Présidente de la Commission des Affaires européennes de l'Assemblée Nationale
Membre de la Commission de la défense nationale et des forces armées
Députée d'Indre-et-Loire

17 Fév

En commission des Affaires européennes : penser à demain

Catégories : Commission des Affaires Européennes

Mardi, la commission des Affaires européennes et celle de la Défense nationale ont conjointement auditionné Clément Beaune, secrétaire d’État chargé des Affaires européennes, sur l’accord de commerce et de coopération qui a été trouvé entre l’UE et le Royaume-Uni.

Cette audition finalise notre cycle de travail sur le Brexit durant lequel nous avons notamment pu entendre l’Ambassadeur britannique ainsi que Michel Barnier

Il était important de pouvoir évaluer les conséquences du départ du Royaume-Uni et l’impact des 1246 pages négociées, qui nous permettent d’éviter une rupture brutale avec nos amis britanniques.

Cet accord doit être perçu comme le fondement d’une relation qui continuera d’évoluer.

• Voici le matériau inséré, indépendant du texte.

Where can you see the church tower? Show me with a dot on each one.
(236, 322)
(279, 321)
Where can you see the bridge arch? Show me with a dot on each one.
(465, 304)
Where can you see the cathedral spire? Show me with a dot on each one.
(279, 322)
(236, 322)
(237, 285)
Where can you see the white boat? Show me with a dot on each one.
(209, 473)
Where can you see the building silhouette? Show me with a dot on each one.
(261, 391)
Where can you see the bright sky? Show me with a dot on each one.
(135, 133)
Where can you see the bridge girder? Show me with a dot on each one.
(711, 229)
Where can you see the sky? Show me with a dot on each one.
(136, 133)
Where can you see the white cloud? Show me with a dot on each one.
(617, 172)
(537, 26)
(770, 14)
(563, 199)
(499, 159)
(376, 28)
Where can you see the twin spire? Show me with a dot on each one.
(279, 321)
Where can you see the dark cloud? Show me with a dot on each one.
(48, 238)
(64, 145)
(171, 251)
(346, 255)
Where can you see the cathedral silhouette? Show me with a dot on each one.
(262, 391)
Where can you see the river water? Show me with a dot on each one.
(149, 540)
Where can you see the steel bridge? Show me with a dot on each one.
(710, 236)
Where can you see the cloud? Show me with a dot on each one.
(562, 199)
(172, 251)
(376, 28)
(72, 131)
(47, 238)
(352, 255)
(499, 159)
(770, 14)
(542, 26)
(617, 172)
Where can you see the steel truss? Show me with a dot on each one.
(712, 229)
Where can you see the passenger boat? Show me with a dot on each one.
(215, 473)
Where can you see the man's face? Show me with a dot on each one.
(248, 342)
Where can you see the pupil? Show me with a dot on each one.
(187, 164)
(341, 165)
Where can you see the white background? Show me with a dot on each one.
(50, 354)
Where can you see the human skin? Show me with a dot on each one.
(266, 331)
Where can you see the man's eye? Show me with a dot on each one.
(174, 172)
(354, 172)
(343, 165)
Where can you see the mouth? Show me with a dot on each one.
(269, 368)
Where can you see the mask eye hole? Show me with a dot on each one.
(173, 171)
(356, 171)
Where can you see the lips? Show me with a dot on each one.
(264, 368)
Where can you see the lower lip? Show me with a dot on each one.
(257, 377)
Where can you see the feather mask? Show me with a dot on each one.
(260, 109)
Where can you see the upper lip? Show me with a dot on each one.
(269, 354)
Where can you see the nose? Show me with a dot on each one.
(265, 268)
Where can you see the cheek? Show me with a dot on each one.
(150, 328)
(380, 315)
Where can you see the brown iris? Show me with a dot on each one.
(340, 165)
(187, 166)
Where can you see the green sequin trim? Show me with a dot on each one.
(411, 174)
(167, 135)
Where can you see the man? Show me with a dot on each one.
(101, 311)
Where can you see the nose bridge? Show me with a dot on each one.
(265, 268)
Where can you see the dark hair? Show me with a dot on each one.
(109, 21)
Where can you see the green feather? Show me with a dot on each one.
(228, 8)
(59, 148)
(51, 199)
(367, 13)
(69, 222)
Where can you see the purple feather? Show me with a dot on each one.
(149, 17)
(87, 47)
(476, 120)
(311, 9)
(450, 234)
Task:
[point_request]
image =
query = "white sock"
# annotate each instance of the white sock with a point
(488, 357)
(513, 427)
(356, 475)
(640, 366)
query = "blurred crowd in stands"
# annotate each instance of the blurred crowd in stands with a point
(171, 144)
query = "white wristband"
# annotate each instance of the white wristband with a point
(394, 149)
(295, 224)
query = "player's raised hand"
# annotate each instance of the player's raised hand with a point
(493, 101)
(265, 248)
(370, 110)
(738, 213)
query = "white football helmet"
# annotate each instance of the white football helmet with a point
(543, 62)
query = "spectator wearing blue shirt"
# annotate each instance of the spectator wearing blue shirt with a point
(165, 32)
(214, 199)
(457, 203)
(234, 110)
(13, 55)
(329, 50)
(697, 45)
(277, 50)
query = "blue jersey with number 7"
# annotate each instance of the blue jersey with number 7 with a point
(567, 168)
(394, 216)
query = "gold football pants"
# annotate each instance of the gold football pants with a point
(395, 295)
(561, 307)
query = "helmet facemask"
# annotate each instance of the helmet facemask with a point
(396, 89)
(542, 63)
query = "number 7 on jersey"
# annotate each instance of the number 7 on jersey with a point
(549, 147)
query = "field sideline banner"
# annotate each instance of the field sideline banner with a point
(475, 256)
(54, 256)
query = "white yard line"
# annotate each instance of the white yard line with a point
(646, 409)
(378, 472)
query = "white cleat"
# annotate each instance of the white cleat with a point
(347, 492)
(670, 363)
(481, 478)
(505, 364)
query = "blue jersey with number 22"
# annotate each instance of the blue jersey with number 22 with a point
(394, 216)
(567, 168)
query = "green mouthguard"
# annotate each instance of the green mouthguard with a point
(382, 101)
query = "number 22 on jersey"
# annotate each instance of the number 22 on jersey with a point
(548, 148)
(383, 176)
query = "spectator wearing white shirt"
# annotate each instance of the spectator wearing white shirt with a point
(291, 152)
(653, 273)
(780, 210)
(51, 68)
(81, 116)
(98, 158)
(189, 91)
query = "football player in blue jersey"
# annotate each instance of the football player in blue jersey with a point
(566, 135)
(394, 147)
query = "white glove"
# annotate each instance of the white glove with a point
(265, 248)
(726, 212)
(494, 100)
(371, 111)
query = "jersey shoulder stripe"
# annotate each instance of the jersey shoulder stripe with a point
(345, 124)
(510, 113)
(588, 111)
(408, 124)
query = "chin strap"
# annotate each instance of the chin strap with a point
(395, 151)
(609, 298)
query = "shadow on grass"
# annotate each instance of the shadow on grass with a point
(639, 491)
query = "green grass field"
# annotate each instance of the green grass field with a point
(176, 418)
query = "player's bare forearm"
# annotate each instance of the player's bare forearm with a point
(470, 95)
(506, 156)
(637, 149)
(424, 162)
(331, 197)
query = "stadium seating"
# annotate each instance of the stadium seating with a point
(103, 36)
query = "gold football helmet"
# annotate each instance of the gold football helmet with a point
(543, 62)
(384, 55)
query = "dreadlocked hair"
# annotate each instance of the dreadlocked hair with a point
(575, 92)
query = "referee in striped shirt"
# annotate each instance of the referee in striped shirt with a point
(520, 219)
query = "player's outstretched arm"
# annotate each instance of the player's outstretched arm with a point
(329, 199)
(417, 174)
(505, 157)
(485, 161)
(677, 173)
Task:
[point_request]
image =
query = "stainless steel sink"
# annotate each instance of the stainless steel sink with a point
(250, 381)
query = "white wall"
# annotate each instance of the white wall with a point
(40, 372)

En cela, le ministre a rappelé que les britanniques restaient des partenaires capitaux de la France et de l’Union européenne, notamment sur les questions de défense.

Dans la continuité de nos échanges sur l’avenir européen, nous avons, mercredi, entendu une communication de notre collègue Christophe Jerretie sur le budget européen pour les sept prochaines années et sur le plan de relance.

Dès mai dernier, lors de la publication des propositions de la Commission européenne, le Bureau de notre commission a décidé de suivre ces dossiers. Cela avait donné lieu à deux communications sur les sujets financiers en juillet. Nous y sommes revenus lors de l’examen du prélèvement sur recettes à l’automne et, plus récemment, lorsque nous avons autorisé l’approbation de la décision sur les ressources propres.

Dans les prochains mois, la France devrait donc recevoir 40 Mds € du plan de relance européen, qui viendront abonder les projets développés par les acteurs locaux.

Au delà des chiffres, ces textes traduisent l’orientation que souhaite prendre l’Europe pour sa reconstruction. Je pense notamment à l’environnement avec l’allocation de 30% du total des montants pour soutenir les objectifs climatiques.

Là encore, les objectifs fixés par l’Union européenne sont directement retranscrits dans le plan de relance français. En effet, 30% de celui-ci est consacré au volet écologique. Rénovation énergétique des bâtiments, décarbonation de l’industrie, développement des véhicules propres… toutes ces mesures visent à atteindre la neutralité carbone en 2050, prévue dans le Pacte vert pour l’Europe. En Région Centre-Val de Loire, ce sont ainsi 146 M€ qui seront consacrés à la transition écologique et énergétique.

La communication a permis de faire un point sur les prochaines étapes pour le plan de relance, le dialogue entre la Commission européenne et les États membres sur les plans nationaux et les délais auxquels s’attendre pour les premiers déboursements.